Advancing the Center for Health, Intervention, and Prevention (CHIP)’s mission to contribute to policy and guidelines based on behavioral science, K. Rivet Amico, a CHIP principal investigator and research scientist II, served as a panel member on the recently released “International Guidelines for Entry Into and Retention in HIV Care and for Adherence to Antiretroviral Therapy.” Amico led the section of these guidelines focused on education and counseling approaches to promote adherence to HIV medications for the general clinic population.
The International Association of Physicians in AIDS Care (IAPAC) guidelines were e-published, ahead of print publication, by the Annals of Internal Medicine earlier this week and have since been covered by media outlets including the Body, the Baltimore Sun, and the Voice of America.
“For years, supporting adherence to antiretroviral medications has been recognized in treatment guidelines as critical, but, to date, there have been few resources available that provide suggestions that are evidence based for how to do so.

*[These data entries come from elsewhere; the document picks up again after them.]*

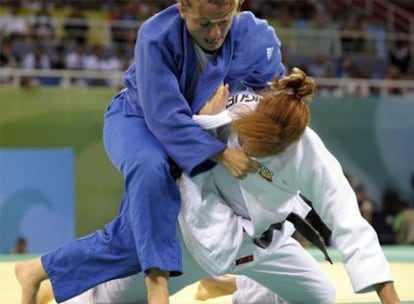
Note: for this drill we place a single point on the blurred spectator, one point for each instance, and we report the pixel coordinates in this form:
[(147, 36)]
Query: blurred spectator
[(376, 34), (76, 25), (43, 24), (351, 38), (347, 68), (12, 24), (319, 67), (57, 59), (20, 246), (393, 74), (403, 224), (7, 60), (125, 21), (37, 59), (75, 60), (400, 56)]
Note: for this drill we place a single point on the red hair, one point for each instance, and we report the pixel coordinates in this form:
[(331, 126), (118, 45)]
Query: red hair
[(279, 119)]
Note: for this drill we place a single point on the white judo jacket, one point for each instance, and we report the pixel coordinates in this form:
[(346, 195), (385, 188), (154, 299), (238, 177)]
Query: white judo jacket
[(218, 210)]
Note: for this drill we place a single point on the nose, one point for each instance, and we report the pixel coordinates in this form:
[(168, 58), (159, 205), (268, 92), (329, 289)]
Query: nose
[(215, 32)]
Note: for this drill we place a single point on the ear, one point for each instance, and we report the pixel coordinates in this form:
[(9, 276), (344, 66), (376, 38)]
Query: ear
[(182, 10)]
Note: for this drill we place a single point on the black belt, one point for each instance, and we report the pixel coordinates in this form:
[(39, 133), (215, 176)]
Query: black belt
[(302, 226)]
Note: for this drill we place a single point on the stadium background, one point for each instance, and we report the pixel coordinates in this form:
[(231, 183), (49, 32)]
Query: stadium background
[(371, 132)]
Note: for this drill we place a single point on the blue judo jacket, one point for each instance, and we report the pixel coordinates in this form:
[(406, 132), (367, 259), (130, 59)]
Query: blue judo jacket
[(164, 64)]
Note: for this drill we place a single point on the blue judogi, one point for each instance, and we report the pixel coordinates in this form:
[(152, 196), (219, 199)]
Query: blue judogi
[(147, 124)]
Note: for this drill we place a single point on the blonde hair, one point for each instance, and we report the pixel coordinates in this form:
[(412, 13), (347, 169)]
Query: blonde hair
[(235, 3), (279, 119)]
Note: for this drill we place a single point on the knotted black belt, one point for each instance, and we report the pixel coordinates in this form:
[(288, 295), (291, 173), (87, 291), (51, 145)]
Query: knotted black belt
[(302, 226)]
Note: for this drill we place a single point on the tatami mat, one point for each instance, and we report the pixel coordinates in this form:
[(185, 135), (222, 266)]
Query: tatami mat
[(402, 264)]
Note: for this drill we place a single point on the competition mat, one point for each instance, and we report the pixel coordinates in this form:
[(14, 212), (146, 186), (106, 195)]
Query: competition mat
[(400, 257)]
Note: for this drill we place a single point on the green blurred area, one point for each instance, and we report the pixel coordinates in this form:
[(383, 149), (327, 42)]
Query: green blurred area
[(54, 118)]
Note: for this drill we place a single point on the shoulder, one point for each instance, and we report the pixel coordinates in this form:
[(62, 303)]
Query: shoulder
[(254, 39), (242, 102)]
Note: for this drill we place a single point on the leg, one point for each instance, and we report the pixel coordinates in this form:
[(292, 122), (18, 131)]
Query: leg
[(287, 273), (152, 196), (209, 288)]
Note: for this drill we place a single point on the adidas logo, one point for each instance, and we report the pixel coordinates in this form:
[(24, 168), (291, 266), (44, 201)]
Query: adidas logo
[(266, 173), (269, 53)]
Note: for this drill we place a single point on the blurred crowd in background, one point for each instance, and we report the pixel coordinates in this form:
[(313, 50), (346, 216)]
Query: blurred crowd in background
[(326, 38)]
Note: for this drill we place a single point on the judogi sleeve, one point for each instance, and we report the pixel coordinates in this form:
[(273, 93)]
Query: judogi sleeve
[(166, 111)]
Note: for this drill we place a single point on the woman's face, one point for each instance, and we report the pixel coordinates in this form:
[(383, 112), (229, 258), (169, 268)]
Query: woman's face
[(208, 24)]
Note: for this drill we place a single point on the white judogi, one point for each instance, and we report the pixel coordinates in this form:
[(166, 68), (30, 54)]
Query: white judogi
[(220, 214), (212, 229)]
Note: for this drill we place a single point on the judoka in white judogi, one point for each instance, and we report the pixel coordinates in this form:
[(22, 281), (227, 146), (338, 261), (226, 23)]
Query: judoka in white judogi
[(221, 214)]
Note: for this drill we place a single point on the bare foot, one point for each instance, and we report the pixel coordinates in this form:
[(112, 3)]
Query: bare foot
[(30, 274), (209, 288), (45, 294)]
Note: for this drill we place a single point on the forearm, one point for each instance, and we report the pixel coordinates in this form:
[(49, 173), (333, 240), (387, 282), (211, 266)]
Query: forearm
[(387, 293)]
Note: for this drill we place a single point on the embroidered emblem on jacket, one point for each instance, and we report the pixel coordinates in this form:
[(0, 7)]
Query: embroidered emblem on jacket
[(244, 260), (266, 173), (269, 53)]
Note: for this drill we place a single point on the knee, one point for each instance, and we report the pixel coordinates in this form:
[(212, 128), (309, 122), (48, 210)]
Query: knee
[(330, 295), (145, 167)]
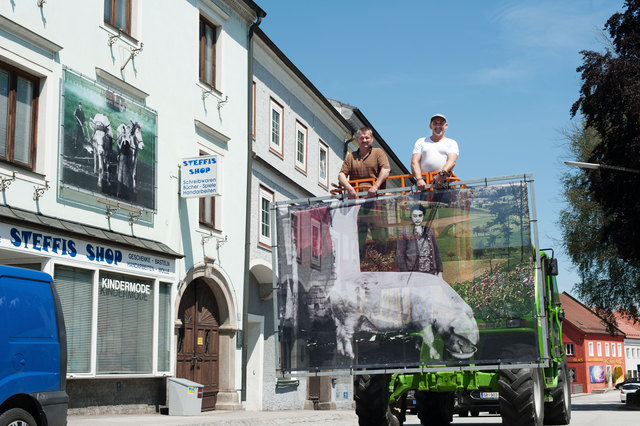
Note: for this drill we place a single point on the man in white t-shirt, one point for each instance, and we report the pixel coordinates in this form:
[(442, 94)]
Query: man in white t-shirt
[(436, 153)]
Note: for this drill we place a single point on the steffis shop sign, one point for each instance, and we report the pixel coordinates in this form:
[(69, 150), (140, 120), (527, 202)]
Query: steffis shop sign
[(45, 244), (199, 177)]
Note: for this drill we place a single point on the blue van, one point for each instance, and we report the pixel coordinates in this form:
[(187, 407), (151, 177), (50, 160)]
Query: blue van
[(33, 350)]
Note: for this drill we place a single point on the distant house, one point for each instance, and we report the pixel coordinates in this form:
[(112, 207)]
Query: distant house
[(631, 345), (595, 357)]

These guidelines offer a number of recommendations that have immediate and practical application for providing adherence support for HIV-positive individuals,” Amico said. “Monitoring linkage and retention in care and adherence are also covered in these guidelines, which makes this a comprehensive resource. We are really excited about the potential impact of these guidelines and plan to supplement them with online resources in collaboration with the International Association of Physicians in AIDS Care.”